Department of Genetic Epidemiology in Psychiatry, Central Institute of Mental Health, Medical Faculty Mannheim, University of Heidelberg, Mannheim, Germany.
Department of Psychiatry and Psychotherapy, Central Institute of Mental Health, Medical Faculty Mannheim, University of Heidelberg, Mannheim, Germany.
Borderline Personal Disord Emot Dysregul. 2015 Apr 15;2:8. doi: 10.1186/s40479-015-0029-6. eCollection 2015.
Research has demonstrated an association between exposure to early life stress and an increased risk of psychiatric disorders in later life, in particular depression. However, the mechanism through which early life stress contributes to disease development remains unclear. Previous studies have reported an association between early life stress and altered methylation of the serotonin transporter gene (SLC6A4), a key candidate gene for several psychiatric disorders. These differences in methylation are influenced by sex and genetic variation in the SLC6A4-linked polymorphic region (5-HTTLPR). Furthermore, one study indicated that stress during pregnancy may induce methylation changes in SLC6A4 in the newborn. The present study is the first to investigate whether early life stress during pregnancy impacts on SLC6A4 methylation in newborns, taking into account the influence of genetic variation and sex.
Cord blood was obtained from newborns with high (n = 45) or low (n = 45) early life stress, defined as maternal stress during pregnancy. The effect on methylation of early life stress, 5-HTTLPR genotype, and sex was assessed at four cytosin-phosphate-guanine dinucleotide (CpG) sites in the promoter associated CpG island north shore (CpG 1 to 4). The epigenetic analyses focused on these CpG sites, since research has shown that CpG island shore methylation has functional consequences.
Significant sex-specific methylation was observed, with females displaying higher methylation levels than males (p < 0.001). Importantly, this effect was influenced by neither early life stress nor genotype.

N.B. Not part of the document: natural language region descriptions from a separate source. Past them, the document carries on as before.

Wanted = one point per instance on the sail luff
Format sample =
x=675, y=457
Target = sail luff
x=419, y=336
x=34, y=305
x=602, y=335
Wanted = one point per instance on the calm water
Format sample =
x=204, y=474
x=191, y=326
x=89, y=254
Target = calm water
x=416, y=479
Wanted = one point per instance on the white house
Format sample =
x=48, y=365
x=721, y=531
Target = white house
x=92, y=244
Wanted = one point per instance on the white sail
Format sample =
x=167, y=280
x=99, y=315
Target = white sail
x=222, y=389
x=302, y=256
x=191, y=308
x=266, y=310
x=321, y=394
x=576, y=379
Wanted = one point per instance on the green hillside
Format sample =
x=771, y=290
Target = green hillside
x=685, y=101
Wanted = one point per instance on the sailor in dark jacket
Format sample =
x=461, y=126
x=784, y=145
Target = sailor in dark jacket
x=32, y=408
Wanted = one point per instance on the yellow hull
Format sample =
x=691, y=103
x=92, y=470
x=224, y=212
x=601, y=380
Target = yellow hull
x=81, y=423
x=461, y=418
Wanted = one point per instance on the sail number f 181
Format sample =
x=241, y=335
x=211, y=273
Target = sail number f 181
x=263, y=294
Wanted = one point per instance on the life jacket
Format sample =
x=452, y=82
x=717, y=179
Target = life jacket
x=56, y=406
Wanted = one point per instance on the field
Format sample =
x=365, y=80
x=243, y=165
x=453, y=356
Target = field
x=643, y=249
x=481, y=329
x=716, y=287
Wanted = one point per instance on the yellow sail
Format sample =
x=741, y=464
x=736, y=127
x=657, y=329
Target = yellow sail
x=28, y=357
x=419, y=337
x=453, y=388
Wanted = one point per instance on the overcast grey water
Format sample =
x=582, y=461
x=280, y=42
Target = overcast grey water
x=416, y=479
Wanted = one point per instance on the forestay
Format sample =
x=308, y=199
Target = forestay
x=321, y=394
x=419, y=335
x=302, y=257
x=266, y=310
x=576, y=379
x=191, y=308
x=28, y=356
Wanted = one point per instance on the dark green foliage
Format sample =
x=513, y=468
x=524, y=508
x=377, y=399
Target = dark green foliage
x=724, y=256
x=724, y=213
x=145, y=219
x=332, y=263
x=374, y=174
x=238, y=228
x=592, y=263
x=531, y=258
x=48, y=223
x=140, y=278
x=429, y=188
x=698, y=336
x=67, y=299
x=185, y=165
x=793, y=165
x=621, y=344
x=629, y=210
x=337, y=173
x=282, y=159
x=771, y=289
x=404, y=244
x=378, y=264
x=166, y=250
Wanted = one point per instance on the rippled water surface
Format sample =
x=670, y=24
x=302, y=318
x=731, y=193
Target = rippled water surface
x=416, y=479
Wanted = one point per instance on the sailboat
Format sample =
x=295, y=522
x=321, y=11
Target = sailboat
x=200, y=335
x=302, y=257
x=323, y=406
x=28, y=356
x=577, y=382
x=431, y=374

The present data suggest that sex-specific methylation of SLC6A4 is present at birth, and is independent of early life stress and 5-HTTLPR genotype. This may contribute to the sex-specific prevalence of depression.
研究表明,早期生活应激与晚年精神障碍(尤其是抑郁症)风险增加之间存在关联。然而,早期生活应激导致疾病发展的机制尚不清楚。先前的研究报告称,早期生活应激与 5-羟色胺转运体基因(SLC6A4)的甲基化改变有关,SLC6A4 是几种精神障碍的关键候选基因。这种甲基化的差异受性别和 SLC6A4 相关多态性区域(5-HTTLPR)的遗传变异的影响。此外,有一项研究表明,怀孕期间的应激可能会导致 SLC6A4 在新生儿中的甲基化改变。本研究首次调查了怀孕期间的早期生活应激是否会影响新生儿的 SLC6A4 甲基化,同时考虑了遗传变异和性别的影响。
从早期生活应激水平较高(n=45)或较低(n=45)的新生儿脐带血中提取,定义为母亲怀孕期间的应激。采用四碱基胞嘧啶-磷酸-鸟嘌呤二核苷酸(CpG)位点在启动子相关 CpG 岛北岸(CpG1 到 4)评估早期生活应激、5-HTTLPR 基因型和性别对甲基化的影响。该表观遗传分析集中在这些 CpG 位点,因为研究表明 CpG 岛岸甲基化具有功能后果。
观察到明显的性别特异性甲基化,女性的甲基化水平高于男性(p<0.001)。重要的是,这种效应既不受早期生活应激也不受基因型影响。
本研究数据表明,SLC6A4 的性别特异性甲基化在出生时就存在,且独立于早期生活应激和 5-HTTLPR 基因型。这可能导致抑郁症的性别特异性患病率。